Although Reduce and Fold operate in similar manners, Fold requires user to specify a initial value to perform the reduction, whereas Reduce starts from the first element of the list. Here’s a link that explains the difference between Fold and Reduce in the context of functional programming.

val a = Reg[T](1)
Fold(a)(N by n){ i => // Fold will read the data stored in a, and use that as the starting value for accumulation.
  // Fold body
}{ // binary operator }

Compared to Foreach, Reduce and Fold allow users to write more precise code. Moreover, it provides the compiler with more information so that the compiler can perform more aggressive optimizations.

Your Turn

Use Fold controller to calculate the sum of an element. You can leave your implementation in Lab1Part6FoldExample.

MemFold and MemReduce perform the same way as Fold and Reduce; however they are used to operate on on-chip memories. We will cover more details of these two controllers in the next lab.

Submission

Using Registers: Modify this app so that it fetches three numbers from the CPU side and calculates their sum.
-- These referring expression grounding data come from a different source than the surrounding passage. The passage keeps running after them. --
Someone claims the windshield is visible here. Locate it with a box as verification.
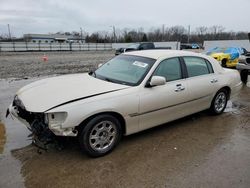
[95,55,155,86]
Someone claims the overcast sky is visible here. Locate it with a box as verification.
[0,0,249,37]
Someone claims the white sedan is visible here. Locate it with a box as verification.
[7,50,242,157]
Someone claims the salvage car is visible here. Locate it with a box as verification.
[7,50,242,157]
[206,47,244,68]
[180,43,203,50]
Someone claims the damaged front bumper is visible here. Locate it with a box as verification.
[7,103,55,149]
[6,98,77,149]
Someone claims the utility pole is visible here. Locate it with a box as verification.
[112,26,116,43]
[187,25,191,43]
[7,24,11,40]
[80,27,83,43]
[162,24,165,42]
[110,26,116,43]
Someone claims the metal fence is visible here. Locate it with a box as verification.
[0,42,113,52]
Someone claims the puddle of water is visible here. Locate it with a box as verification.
[0,122,6,154]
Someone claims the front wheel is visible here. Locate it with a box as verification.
[79,114,122,157]
[210,89,228,115]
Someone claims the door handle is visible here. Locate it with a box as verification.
[175,84,185,92]
[210,79,218,83]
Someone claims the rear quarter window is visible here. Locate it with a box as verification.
[183,57,212,77]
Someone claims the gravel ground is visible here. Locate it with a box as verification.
[0,51,115,79]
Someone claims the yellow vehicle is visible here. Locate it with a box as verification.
[206,47,242,68]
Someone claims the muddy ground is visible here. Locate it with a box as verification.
[0,52,250,188]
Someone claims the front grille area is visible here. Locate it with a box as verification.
[13,97,45,126]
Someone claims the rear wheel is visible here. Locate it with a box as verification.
[79,114,122,157]
[210,89,228,115]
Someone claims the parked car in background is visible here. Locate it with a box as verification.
[237,50,250,83]
[180,43,203,50]
[206,47,247,68]
[115,42,171,55]
[236,33,250,83]
[7,50,242,157]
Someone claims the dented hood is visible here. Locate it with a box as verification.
[16,73,130,112]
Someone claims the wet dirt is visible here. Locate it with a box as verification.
[0,53,250,187]
[0,122,6,154]
[10,96,250,188]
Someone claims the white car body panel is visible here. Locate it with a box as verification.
[47,87,141,134]
[8,50,242,137]
[16,73,130,112]
[138,79,189,130]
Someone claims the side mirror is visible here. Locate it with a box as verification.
[149,76,166,87]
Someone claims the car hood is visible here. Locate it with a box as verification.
[16,73,130,112]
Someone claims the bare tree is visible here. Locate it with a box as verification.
[52,26,249,43]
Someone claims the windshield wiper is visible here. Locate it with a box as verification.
[103,77,120,84]
[98,76,129,85]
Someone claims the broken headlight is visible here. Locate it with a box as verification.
[46,112,68,128]
[13,95,25,109]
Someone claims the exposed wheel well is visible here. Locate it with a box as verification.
[76,112,126,135]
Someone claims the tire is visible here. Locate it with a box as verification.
[240,69,248,83]
[78,114,122,157]
[210,89,228,115]
[221,59,227,68]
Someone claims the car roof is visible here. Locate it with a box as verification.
[123,49,203,60]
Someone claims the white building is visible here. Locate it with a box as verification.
[23,34,85,44]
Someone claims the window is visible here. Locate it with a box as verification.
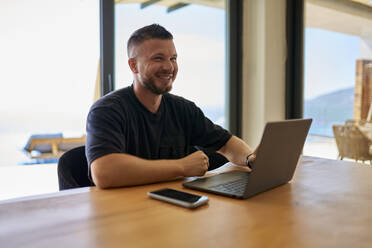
[0,0,99,199]
[114,2,227,127]
[302,0,372,159]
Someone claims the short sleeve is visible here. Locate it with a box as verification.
[85,105,126,166]
[189,104,232,151]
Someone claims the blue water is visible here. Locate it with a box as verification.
[309,125,334,137]
[19,158,58,165]
[203,106,336,137]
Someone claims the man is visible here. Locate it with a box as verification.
[86,24,256,189]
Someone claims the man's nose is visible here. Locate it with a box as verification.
[161,60,174,71]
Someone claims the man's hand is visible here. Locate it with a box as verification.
[218,136,258,168]
[179,151,209,177]
[246,146,259,167]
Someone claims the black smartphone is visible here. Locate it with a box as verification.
[147,188,209,208]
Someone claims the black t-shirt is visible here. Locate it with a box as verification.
[86,85,232,172]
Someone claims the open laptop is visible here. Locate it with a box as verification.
[183,119,312,199]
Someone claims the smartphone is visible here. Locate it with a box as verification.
[148,188,209,209]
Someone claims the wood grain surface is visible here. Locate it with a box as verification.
[0,156,371,248]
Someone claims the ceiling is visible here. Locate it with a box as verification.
[352,0,372,7]
[115,0,224,12]
[306,0,372,39]
[116,0,372,10]
[115,0,372,38]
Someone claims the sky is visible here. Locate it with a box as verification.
[304,27,360,100]
[0,0,99,134]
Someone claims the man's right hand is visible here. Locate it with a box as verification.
[180,151,209,177]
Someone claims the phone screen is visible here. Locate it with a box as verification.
[151,188,202,203]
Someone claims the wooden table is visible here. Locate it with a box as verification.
[1,156,372,248]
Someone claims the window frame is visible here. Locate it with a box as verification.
[99,0,243,136]
[286,0,305,119]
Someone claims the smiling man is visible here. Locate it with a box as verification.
[86,24,256,189]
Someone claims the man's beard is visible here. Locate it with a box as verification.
[142,77,172,95]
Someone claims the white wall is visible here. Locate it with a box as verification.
[241,0,287,147]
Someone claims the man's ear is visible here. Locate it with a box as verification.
[128,58,138,73]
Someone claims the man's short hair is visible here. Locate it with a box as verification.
[127,24,173,57]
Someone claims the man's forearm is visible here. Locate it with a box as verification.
[91,150,209,189]
[91,153,184,189]
[218,136,253,166]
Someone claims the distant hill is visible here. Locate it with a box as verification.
[304,87,354,137]
[202,87,355,137]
You can assume that your user only enters integers. Leave your implementation in Lab1Part1RegExample3.
Using DRAM and SRAM: Fill in the fields in Lab1Part2DramSramExample according to the instructions in this section.
Using FIFO: Reimplement the example in Part 2 using FIFO. You can leave your implementation under Lab1Part4FIFOExample.
Using Controllers: Use Fold controller to calculate the sum of an element. Leave your implementation in Lab1Part6FoldExample.
There will be no report submission for this lab. Please upload your completed Lab1.scala file to Gradescope.